Varying effects model. Can pool both intercepts and slopes in typical linear model. But intercepts and slopes might also covary, so rather than generating them separately we can model the covariance by drawing them from a joint distribution.

\begin{align} W_i & \sim \operatorname{Normal}(\mu_i, \sigma) \cr \mu_i & = \alpha_{\operatorname{CAFE}[i]} + \beta_{\operatorname{CAFE}[i]} A_i \cr \begin{bmatrix} \alpha_{\mathrm{CAFE}} \cr \beta_{\mathrm{CAFE}} \end{bmatrix} & \sim \operatorname{MVNormal}(\begin{bmatrix} \alpha \cr \beta \end{bmatrix}, S) \cr S & = \begin{pmatrix} \sigma_\alpha & 0 \cr 0 & \sigma_\beta \end{pmatrix} R \begin{pmatrix} \sigma_\alpha & 0 \cr 0 & \sigma_\beta \end{pmatrix} \cr \alpha & \sim \operatorname{Normal}(0, 10) \cr \beta & \sim \operatorname{Normal}(0, 10) \cr \sigma & \sim \operatorname{HalfCauchy}(0, 1) \cr \sigma_\alpha & \sim \operatorname{HalfCauchy}(0, 1) \cr \sigma_\beta & \sim \operatorname{HalfCauchy}(0, 1) \cr R & \sim \operatorname{LKJcorr(2)} \cr \end{align}

(Where $\operatorname{LKJcorr(\eta)}$ at $\eta = 1$ is a flat prior over all valid correlation matrices and at $\eta > 1$ is increasingly skeptical about strong correlations.)

Non-centered parameterization - use adaptive priors that express only correlation, not covariance, and use linear model to rescale. Otherwise many HMC engines struggle with varying effects models.

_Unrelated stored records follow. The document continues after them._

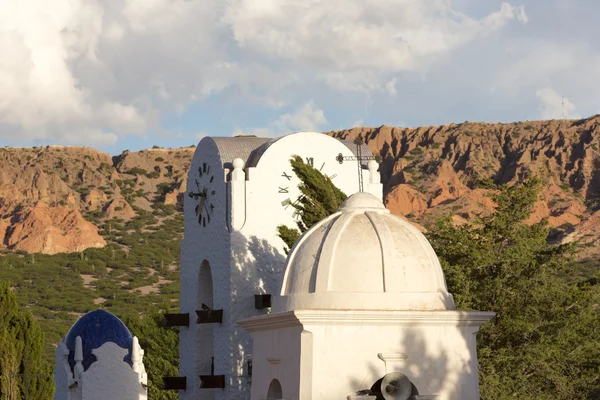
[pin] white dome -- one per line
(363, 258)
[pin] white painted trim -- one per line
(365, 317)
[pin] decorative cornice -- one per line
(302, 318)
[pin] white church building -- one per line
(359, 306)
(358, 309)
(99, 359)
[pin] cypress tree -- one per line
(544, 342)
(319, 198)
(23, 373)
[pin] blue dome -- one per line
(96, 328)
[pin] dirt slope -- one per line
(433, 170)
(51, 196)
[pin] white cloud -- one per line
(72, 66)
(390, 86)
(308, 118)
(554, 105)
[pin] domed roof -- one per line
(363, 258)
(96, 328)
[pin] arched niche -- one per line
(205, 341)
(274, 391)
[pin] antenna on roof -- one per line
(358, 157)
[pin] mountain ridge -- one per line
(52, 198)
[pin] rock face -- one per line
(434, 170)
(53, 197)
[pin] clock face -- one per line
(287, 187)
(204, 193)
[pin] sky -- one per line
(131, 74)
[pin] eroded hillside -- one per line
(52, 198)
(434, 170)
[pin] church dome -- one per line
(96, 328)
(363, 258)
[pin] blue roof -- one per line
(96, 328)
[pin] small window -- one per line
(275, 391)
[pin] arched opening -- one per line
(205, 341)
(275, 391)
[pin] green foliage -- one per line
(22, 369)
(288, 235)
(136, 256)
(544, 342)
(319, 198)
(161, 351)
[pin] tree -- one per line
(545, 341)
(319, 198)
(161, 351)
(23, 373)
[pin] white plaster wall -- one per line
(248, 261)
(333, 354)
(438, 359)
(277, 357)
(209, 243)
(110, 377)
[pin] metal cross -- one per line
(358, 158)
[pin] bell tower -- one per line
(364, 313)
(232, 261)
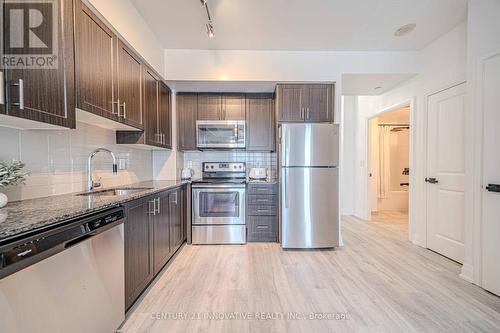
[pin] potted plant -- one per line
(11, 174)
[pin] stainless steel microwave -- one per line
(217, 134)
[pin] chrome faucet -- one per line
(91, 184)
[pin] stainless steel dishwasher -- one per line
(67, 279)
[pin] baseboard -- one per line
(467, 273)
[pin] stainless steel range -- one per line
(219, 204)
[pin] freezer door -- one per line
(309, 145)
(309, 202)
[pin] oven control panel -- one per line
(236, 167)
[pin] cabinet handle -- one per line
(158, 209)
(124, 105)
(493, 188)
(117, 103)
(20, 85)
(152, 212)
(2, 89)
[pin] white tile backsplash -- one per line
(57, 160)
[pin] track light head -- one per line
(210, 30)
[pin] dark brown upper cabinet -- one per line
(187, 110)
(260, 122)
(129, 85)
(151, 84)
(305, 102)
(209, 107)
(221, 107)
(108, 73)
(95, 59)
(233, 107)
(44, 95)
(157, 115)
(165, 115)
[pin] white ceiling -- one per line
(340, 25)
(366, 84)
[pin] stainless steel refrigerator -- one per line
(309, 214)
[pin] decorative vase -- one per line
(3, 200)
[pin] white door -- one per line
(446, 173)
(491, 175)
(374, 164)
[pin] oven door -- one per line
(220, 204)
(220, 134)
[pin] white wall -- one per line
(443, 64)
(484, 39)
(127, 21)
(57, 160)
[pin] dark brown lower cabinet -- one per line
(262, 212)
(161, 231)
(175, 206)
(153, 233)
(138, 244)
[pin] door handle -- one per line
(286, 188)
(493, 188)
(158, 209)
(152, 212)
(124, 105)
(117, 103)
(20, 85)
(431, 180)
(2, 89)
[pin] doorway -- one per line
(389, 136)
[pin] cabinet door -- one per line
(209, 107)
(234, 107)
(290, 103)
(138, 245)
(129, 86)
(3, 99)
(95, 60)
(42, 94)
(161, 232)
(165, 115)
(187, 110)
(175, 200)
(318, 102)
(151, 108)
(260, 124)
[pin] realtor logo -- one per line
(30, 38)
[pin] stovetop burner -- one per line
(220, 181)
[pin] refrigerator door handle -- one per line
(286, 187)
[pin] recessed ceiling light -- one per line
(405, 30)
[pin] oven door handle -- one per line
(215, 187)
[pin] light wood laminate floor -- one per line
(380, 281)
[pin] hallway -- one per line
(378, 282)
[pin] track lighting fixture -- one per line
(210, 30)
(209, 25)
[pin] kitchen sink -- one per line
(116, 191)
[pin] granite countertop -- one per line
(21, 217)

Gaussian process regression - handle continuous categories by building the covariance matrix from the distances between cases.

\begin{align} T_i & \sim \operatorname{Poisson}(\lambda_i) \cr \log{\lambda_i} & = \alpha + \gamma_{\operatorname{SOCIETY}[i]} + \beta_P \log{P_i} \cr \gamma & \sim \operatorname{MVNormal}(0, K) \cr K_{ij} & = \eta^2 \exp(- \rho^2 D_{ij}^2) + \delta_{ij} \sigma^2\cr \alpha & \sim \operatorname{Normal}(0, 10) \cr \beta_P & \sim \operatorname{Normal}(0, 1) \cr \eta^2 & \sim \operatorname{HalfCauchy}(0, 1) \cr \rho^2 & \sim \operatorname{HalfCauchy}(0, 1) \cr \sigma^2 & \sim \operatorname{HalfCauchy}(0, 1) \cr \end{align}

(Where $D_{ij}$ is the distance matrix, $\rho$ governs the decline of correlation as distance increases, $\eta$ determines the maximum covariance between groups and $\sigma$ describes covariation between multiple observations from the same group.)

Measurement error and missing data

Measurement error can be modeled directly.

Imputation - filling in missing data.

Missing Completely At Random imputation - assume missing fields are selected uniformly at random. Generative model pulls exact values from data where they exist and puts in a generic variable otherwise.

Thoughts

The combination of arbitrary generative models and model comparison makes far more sense to me than significance testing, which I never really wrapped my head around.

I still don’t know how to use Stan. I don’t think the wrapper library in this book worked in my favor. Using R is a pain too. Maybe I should try out PyMC3.